PL学園の背番号1は輝いていた。だが、甲子園の大観衆の期待に応え続けたヒーロー桑田(現スポーツ報知評論家)は、ドラフトを境に孤立無援となった。普通の17歳なら耐えきれなかった孤独感。しかし、桑田には既視感があったという。

 中学3年の3学期、桑田はPL学園に入学するために隣の中学校へ転校した。すでにPL学園進学を決めていた桑田に対し、2学期まで通っていた中学の教員が、桑田を欲しがった野球の強豪校への進学を強く勧めた。他の選手たちもまとめて引き受ける条件がついていたからだった。PL学園に入学するには転校するしかなかった。転校前も、転校後も、桑田を理解する大人は少なかった。

 桑田 生徒会長にも選ばれ、勉強も頑張った。野球部では3年生で全大会優勝して文句のつけようがないはずなのに、卒業直前に問題児と言われた。そのとき、信頼していた学校の先生に裏切られた思いだった。大人って信用できないなと思った。

 その時受けた心の傷は3年後、17歳を守る盾になった。

 桑田 中学3年の経験がドラフトのときに生きました。自分の本心は誰にも言わないようにした。

 周囲が問いただしたいことは山ほどあった。だが、沈黙を守り続けた。そんな桑田の心中を思う人間がいた。2年前の夏の甲子園大会準決勝で対戦した池田の元捕手、井上知己だった。井上と桑田は83年高校日本代表の米国遠征で、同じ家にホームステイ。チーム内でも特別親しい間柄だった。3週間近く同じ屋根の下で暮らし、井上の同大進学後も手紙を通して交流は続いた。

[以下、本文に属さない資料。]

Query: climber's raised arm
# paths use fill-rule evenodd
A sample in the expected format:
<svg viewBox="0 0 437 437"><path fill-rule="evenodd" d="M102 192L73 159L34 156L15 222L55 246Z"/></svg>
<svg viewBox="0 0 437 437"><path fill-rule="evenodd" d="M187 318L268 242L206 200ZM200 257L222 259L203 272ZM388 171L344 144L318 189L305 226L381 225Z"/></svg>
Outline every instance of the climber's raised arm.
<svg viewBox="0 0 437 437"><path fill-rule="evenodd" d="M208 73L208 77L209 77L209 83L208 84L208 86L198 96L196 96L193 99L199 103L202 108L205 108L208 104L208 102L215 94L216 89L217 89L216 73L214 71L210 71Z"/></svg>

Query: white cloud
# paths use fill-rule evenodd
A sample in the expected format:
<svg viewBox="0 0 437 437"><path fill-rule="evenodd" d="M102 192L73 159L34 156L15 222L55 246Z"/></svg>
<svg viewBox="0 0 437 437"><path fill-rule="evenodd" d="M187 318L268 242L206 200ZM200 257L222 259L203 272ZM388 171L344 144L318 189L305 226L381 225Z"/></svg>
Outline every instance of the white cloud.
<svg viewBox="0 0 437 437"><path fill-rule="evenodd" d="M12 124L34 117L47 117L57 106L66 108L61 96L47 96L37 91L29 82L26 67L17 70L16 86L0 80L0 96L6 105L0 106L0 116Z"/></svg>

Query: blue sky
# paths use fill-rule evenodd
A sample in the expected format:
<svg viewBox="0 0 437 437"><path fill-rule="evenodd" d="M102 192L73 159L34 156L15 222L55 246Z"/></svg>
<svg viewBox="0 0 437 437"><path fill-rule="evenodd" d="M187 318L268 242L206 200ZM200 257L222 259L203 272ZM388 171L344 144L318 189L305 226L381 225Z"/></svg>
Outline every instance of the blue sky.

 井上 「今日からまた練習が始まりまして、憂鬱(ゆううつ)です」とか書いてきて。でも常に自分のことより僕のことを気遣ってくれた。「井上さん、頑張ってくださいね。応援してますから。ベストナイン取ってくださいね」って。ありがたいな、心優しい人だなって思いましたね。

 同大卒業後は社会人の東芝府中でプレーし、今は東芝エレベータに勤務する井上は、桑田の手紙を大事に持っている。今から32年前の秋、井上は自分の知る桑田と逆風を受けるダークヒーローとの差異に戸惑った。

 井上 僕の桑田の印象は、優しくてまじめ。高校日本代表の練習を終えてバスに乗る寸前まで、彼は外野で走っている。休めるときは休んだらって言ったら、PLの同級生はまだ練習してますから、自分だけ休めないですって答えた。そういうヤツなんです。

 井上の知る桑田は、ひたむきで懸命だった。ホームステイ先では米国人相手に、知りうる限りの英語を駆使して2人の意思を伝えてくれた。勉強家だった。

 井上 自分の高校野球がこれからというときに、僕の大学での活躍を祈ってくれていた。メンタルは強いし、頭はいいし、いいヤツだった。今も野球以外でもゴルフ番組に出たり、ワインやピアノについて話しているのを見ると、本当にいろんなことに一生懸命なんだなって。出会ったことを誇りに思える友人です。

 07年、井上は桑田に会った。パイレーツを退団し、現役引退の意思を固めた桑田は「早稲田に行きたいんです」と告げた。高校3年の秋に封印した早大への思いを持ち続けていたことを、井上は知った。